Yes, an elite education at stratospheric prices will smooth the way into law or medical school and supply a network of useful future contacts. But what if a student wants a different, less remunerative or status-oriented but more personally fulfilling career? There is little flexibility in American higher education to allow for alternative career tracks.
Jobs, and the preparation of students for them, should be front and center in the thinking of educators. The idea that college is a contemplative realm of humanistic inquiry, removed from vulgar material needs, is nonsense. The humanities have been gutted by four decades of pretentious postmodernist theory and insular identity politics. They bear little relationship to the liberal arts of broad perspective and profound erudition that I was lucky enough to experience in college in the 1960s.
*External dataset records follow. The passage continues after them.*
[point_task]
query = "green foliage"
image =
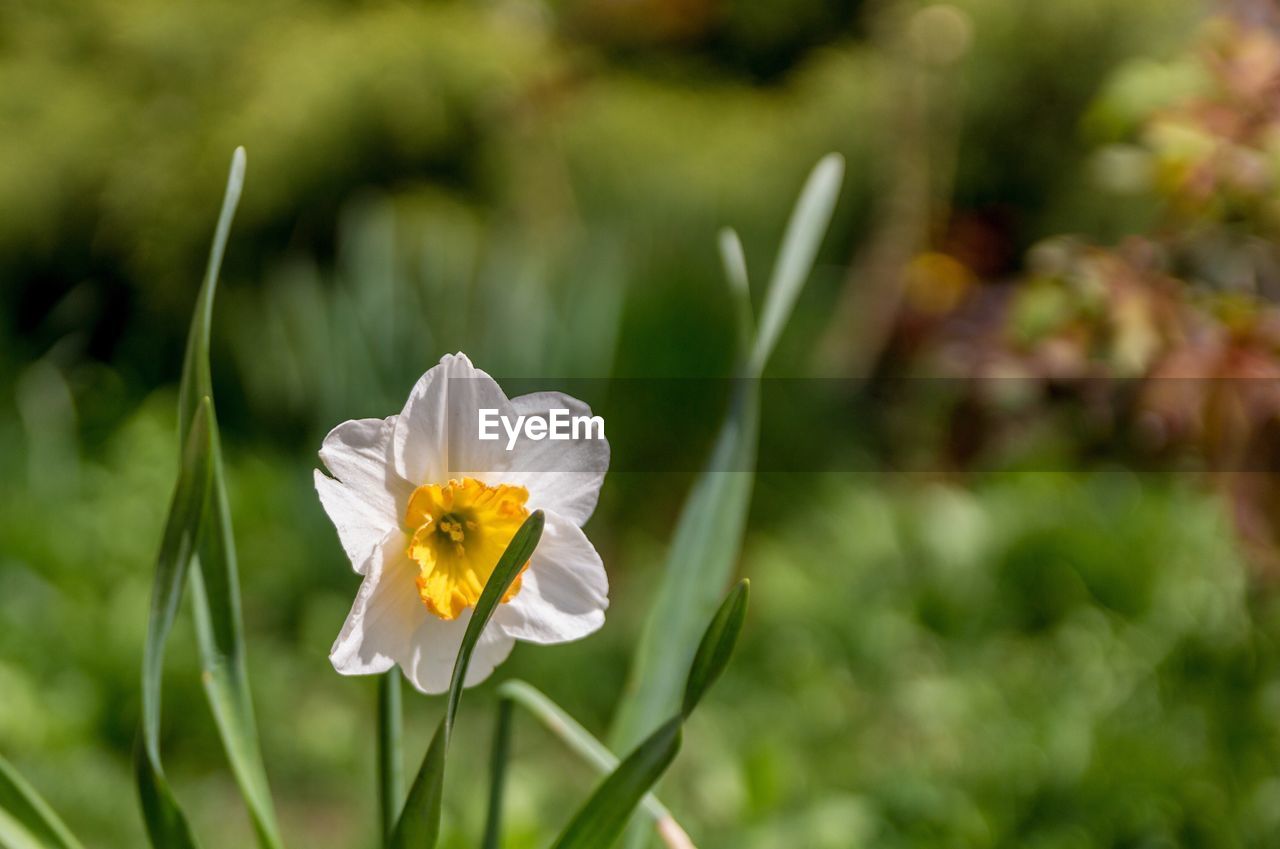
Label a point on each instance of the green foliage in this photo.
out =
(713, 520)
(167, 824)
(26, 820)
(419, 824)
(215, 575)
(604, 816)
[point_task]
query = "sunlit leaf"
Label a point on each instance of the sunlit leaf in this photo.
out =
(604, 816)
(215, 575)
(165, 821)
(805, 231)
(709, 532)
(419, 825)
(26, 820)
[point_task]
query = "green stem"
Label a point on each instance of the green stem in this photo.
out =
(391, 763)
(498, 774)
Having taught in art schools for most of my four decades in the classroom, I am used to having students who work with their hands—ceramicists, weavers, woodworkers, metal smiths, jazz drummers. There is a calm, centered, Zen-like engagement with the physical world in their lives. In contrast, I see glib, cynical, neurotic elite-school graduates roiling everywhere in journalism and the media. They have been ill-served by their trendy, word-centered educations.
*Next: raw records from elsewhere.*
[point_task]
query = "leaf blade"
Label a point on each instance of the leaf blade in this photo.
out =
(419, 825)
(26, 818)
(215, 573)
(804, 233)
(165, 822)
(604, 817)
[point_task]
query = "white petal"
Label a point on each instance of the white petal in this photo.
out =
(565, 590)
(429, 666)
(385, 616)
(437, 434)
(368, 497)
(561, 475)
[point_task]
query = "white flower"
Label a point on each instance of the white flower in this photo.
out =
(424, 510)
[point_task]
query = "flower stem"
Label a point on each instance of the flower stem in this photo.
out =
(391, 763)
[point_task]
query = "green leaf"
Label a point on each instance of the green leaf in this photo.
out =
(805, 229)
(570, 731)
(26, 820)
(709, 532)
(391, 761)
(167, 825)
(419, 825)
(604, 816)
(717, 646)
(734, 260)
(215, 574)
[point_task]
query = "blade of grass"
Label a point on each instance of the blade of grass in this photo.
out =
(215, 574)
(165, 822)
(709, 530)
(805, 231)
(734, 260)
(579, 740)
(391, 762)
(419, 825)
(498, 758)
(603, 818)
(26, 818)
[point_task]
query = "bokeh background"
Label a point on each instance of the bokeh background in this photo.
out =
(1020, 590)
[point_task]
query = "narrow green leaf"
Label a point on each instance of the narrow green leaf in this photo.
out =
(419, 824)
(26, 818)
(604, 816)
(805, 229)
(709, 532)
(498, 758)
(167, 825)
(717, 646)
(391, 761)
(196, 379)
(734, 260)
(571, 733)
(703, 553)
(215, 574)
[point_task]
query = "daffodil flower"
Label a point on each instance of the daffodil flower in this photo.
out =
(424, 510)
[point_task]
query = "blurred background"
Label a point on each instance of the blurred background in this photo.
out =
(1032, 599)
Jobs, jobs, jobs: We need a sweeping revalorization of the trades. The pressuring of middle-class young people into officebound, paper-pushing jobs is cruelly shortsighted. Concrete manual skills, once gained through the master-apprentice alliance in guilds, build a secure identity. Our present educational system defers credentialing and maturity for too long. When middle-class graduates in their mid-20s are just stepping on the bottom rung of the professional career ladder, many of their working-class peers are already self-supporting and married with young children.
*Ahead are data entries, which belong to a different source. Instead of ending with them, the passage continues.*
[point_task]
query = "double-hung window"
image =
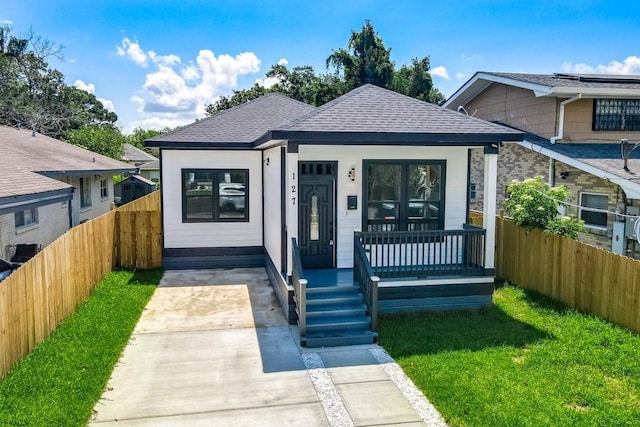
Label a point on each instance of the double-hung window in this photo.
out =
(104, 189)
(404, 195)
(215, 195)
(85, 193)
(616, 114)
(26, 218)
(591, 206)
The elite schools, predicated on molding students into mirror images of their professors, seem divorced from any rational consideration of human happiness. In a period of global economic turmoil, with manufacturing jobs migrating overseas and service-sector jobs diminishing in availability and prestige, educators whose salaries are paid by hopeful parents have an obligation to think in practical terms about the destinies of their charges. That may mean a radical stripping down of course offerings, with all teachers responsible for a core curriculum. But every four-year college or university should forge a reciprocal relationship with regional trade schools.
Camille Paglia is a professor of humanities and media studies at the University of the Arts, in Philadelphia.